Soul Survivor: Al Green is Still in Love With You
(page 2) Writer: Alison Fensterstock, photos by Christian Lantry and Ginny SussFeatures, Issue 43, Published online on 27 May 2008 Page 2 of 2 < Previous
Al Green Has Been Through the Fire
“I thank the good Lord for being here. I’ve had to learn a lot of stuff over the years.”
In 1974, a disturbed lady friend, Mary Woodson, took her own life after flinging a pot of boiling grits at Green, scalding him badly. By all accounts, the incident threw him into an inner turmoil that altered the course of his life. Green went into the studio without his all-star Hi band (drummer Al Jackson, Jr., who’d passed away in 1975, and the Hodges brothers) for the first time since his Back Up Train, and without Mitchell at the helm. The Belle Album—an audible document of his transition from the nightclub to the church—was something Green created as he was forging a new self.
Author and Paste contributor Peter Guralnick’s definitive history Sweet Soul Music, published in 1986, draws an evocative picture of Green during that shaky time. Though the book is more than a decade removed from the shocks that caused Green’s musical and personal identity struggle, Guralnick felt that the singer had “found no peace” yet, despite the fact that Green had given himself over completely to recording gospel, released a couple of top sellers in the genre, and had started his Full Gospel Tabernacle church in Memphis. Guralnick found him disjointed and confused during interviews, seeming “generally not of this world.”
The Al Green who went into the studio to write and record Belle was a fractured personality—a shattered artist in a period of deep internal conflict. What emerged was an astonishing album of intensely emotional, intensely religious music that had Green opening his heart to the Lord with the utter surrender that was his hallmark. The album’s sound was looser, maybe even a little ragged compared to what Green had done with Mitchell’s refining touch, but it had the ecstatic sound of catharsis. Critics approached it first with caution, and then awe. In his autobiography, Green called The Belle Album “the most important release” of his career.
Al Green's Still Got It
“A lady saw me in the Kroger’s grocery store yesterday. And she’s trembling and shaking and red in the face, and she said to me, ‘You’re Al Green.’ I don’t know what she’s feeling inside. I came here to buy some grapes and bananas.”

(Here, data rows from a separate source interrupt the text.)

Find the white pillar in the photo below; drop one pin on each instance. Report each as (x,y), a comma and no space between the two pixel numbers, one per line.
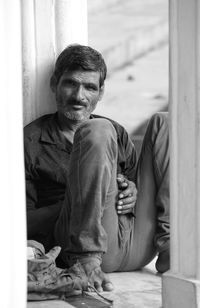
(48,27)
(181,285)
(12,192)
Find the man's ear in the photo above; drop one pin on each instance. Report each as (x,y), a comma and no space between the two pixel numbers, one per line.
(101,92)
(53,83)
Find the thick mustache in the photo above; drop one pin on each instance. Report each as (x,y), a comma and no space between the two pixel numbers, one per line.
(76,102)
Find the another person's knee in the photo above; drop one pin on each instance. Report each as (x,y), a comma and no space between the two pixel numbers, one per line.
(159,119)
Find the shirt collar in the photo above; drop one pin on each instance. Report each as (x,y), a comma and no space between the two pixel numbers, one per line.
(50,131)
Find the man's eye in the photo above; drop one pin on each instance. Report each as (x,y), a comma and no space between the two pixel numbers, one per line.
(91,88)
(69,83)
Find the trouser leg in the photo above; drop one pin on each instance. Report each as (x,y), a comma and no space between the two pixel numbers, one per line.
(88,221)
(151,229)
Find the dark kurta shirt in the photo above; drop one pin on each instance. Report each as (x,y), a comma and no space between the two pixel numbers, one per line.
(47,154)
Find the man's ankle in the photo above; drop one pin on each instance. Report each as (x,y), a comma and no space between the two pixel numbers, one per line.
(163,261)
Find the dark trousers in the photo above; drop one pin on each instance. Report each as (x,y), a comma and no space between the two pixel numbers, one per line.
(89,221)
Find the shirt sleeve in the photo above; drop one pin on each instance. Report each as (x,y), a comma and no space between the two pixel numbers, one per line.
(38,219)
(130,156)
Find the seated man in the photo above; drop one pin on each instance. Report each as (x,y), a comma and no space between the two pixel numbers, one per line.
(81,172)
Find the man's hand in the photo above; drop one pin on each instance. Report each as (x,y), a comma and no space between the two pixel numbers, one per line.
(127,195)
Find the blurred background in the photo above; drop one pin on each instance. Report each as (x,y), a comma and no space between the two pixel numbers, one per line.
(132,35)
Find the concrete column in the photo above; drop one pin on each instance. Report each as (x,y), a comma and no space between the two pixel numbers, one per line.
(12,192)
(48,27)
(181,285)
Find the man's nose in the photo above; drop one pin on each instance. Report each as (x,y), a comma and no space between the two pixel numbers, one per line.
(79,93)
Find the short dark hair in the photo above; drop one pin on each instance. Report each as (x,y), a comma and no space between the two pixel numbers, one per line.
(81,57)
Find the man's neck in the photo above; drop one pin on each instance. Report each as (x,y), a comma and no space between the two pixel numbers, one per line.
(68,127)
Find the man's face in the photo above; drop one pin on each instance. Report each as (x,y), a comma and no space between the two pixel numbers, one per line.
(77,94)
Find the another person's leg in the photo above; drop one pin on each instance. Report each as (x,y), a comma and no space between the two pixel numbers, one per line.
(151,229)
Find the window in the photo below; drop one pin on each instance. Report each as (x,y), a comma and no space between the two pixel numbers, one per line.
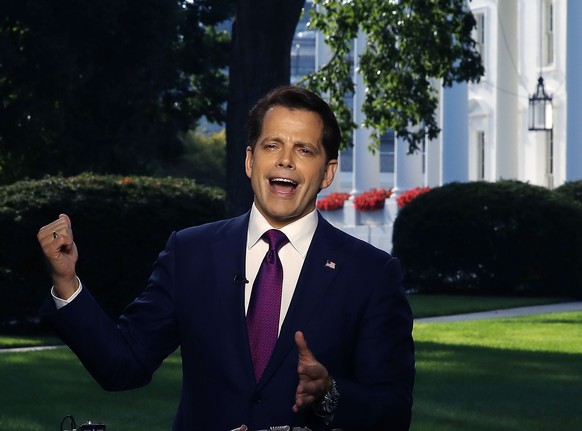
(479,35)
(387,152)
(480,156)
(547,32)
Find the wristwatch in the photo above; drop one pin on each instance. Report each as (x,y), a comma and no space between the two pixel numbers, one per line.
(328,403)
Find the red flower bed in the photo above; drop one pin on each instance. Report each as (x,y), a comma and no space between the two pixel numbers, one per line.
(372,200)
(409,195)
(333,201)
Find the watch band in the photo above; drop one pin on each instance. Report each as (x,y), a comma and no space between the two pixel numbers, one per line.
(328,404)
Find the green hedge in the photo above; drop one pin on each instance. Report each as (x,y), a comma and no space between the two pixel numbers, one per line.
(120,225)
(571,190)
(506,237)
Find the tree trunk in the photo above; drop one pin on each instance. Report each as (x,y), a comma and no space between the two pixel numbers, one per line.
(262,34)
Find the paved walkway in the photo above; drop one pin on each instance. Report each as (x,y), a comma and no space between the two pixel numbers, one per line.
(509,312)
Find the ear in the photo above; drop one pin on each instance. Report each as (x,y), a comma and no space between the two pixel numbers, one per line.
(249,162)
(329,173)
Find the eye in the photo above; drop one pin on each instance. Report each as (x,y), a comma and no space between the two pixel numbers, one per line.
(306,151)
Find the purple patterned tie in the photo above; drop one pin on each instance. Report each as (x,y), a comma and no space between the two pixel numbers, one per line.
(265,304)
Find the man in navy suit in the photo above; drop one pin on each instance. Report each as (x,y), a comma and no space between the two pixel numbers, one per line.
(344,356)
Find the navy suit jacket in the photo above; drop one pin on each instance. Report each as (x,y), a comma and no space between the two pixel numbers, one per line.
(348,301)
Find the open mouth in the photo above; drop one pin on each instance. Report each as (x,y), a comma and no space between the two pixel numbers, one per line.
(283,185)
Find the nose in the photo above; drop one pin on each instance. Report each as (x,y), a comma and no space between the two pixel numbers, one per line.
(285,159)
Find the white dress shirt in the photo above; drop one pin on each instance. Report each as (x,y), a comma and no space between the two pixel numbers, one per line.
(292,255)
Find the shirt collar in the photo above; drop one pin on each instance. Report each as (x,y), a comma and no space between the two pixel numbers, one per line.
(299,232)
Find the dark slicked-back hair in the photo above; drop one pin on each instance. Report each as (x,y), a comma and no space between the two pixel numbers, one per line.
(300,99)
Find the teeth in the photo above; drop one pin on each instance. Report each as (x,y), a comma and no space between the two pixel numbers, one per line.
(284,180)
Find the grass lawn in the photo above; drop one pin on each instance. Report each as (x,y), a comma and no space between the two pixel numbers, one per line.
(497,375)
(500,374)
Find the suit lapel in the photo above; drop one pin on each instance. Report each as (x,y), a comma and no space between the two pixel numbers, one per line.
(322,263)
(229,253)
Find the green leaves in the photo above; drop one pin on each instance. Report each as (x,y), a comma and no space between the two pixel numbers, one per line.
(411,46)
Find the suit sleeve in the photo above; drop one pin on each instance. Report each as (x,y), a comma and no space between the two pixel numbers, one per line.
(122,354)
(379,397)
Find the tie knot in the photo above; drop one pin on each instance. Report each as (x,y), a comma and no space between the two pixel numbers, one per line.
(276,239)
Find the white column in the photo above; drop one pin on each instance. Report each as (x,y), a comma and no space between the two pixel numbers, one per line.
(366,165)
(574,91)
(507,89)
(408,170)
(455,134)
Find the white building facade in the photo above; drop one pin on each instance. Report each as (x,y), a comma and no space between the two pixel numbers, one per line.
(485,126)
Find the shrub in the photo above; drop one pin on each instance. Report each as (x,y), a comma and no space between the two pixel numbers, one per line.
(333,201)
(409,195)
(503,237)
(571,190)
(372,199)
(120,225)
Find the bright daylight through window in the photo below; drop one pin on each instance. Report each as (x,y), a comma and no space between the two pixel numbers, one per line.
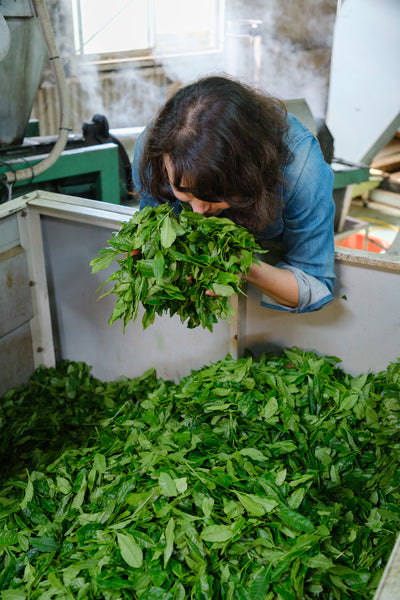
(146,27)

Al Green’s love songs were never, at their heart, about singing you out of your pants. His pillowy entreaties hinted at a deeper, more enduring connection—“Let’s Stay Together,” “Love and Happiness,” “Stay With Me Forever.” To paraphrase from one of his album titles, Al Green wanted to explore your mind. Now, with Corinne Bailey Rae (“She was fantastic,” Green says, “she was just like a piece of cake”) on the sweetly seductive “Take Your Time,” the two singers murmur together like a couple that finishes one another’s sentences.
The ambiguity of the new album’s title says it all. Lay It Down is more than serviceable for dimming the lights and slipping under the sheets. But in the lyrics—and in the exquisite strain of Al Green’s undimmed falsetto—is something else: an exhortation to lay down life’s pain, strife and burdens, and push through to the other side. The title track, which opens the album, repeats the phrase like a mantra—lay it down—coaxing and reassuring you to let go, it’ll be all right. The album-closing “Standing In The Rain”—a hard-edged rocker with thunking drums and wailing guitar—testifies: “Do you know my name? Do you know the pain and shame? Everything’s in my hand, standing out here in the rain.” The man who sings ain’t scared.
If Lay It Down is The Belle Album’s true follow-up, it’s because it resolves the classic record’s climax. The new album’s spirituality is not overt, but it’s there, unmistakably integrated with the secular in a way that implies Rev. Green has, in fact, found some reconciliation and hard-won peace.
“I wanted to write about wild love, and the quest for love,” he says. “Love can be rude sometimes. But you have to be able to take a chance on love. It’s still worth taking a chance on love, even if you get hurt. Because love is so magnificent, so wonderful, so forgiving.”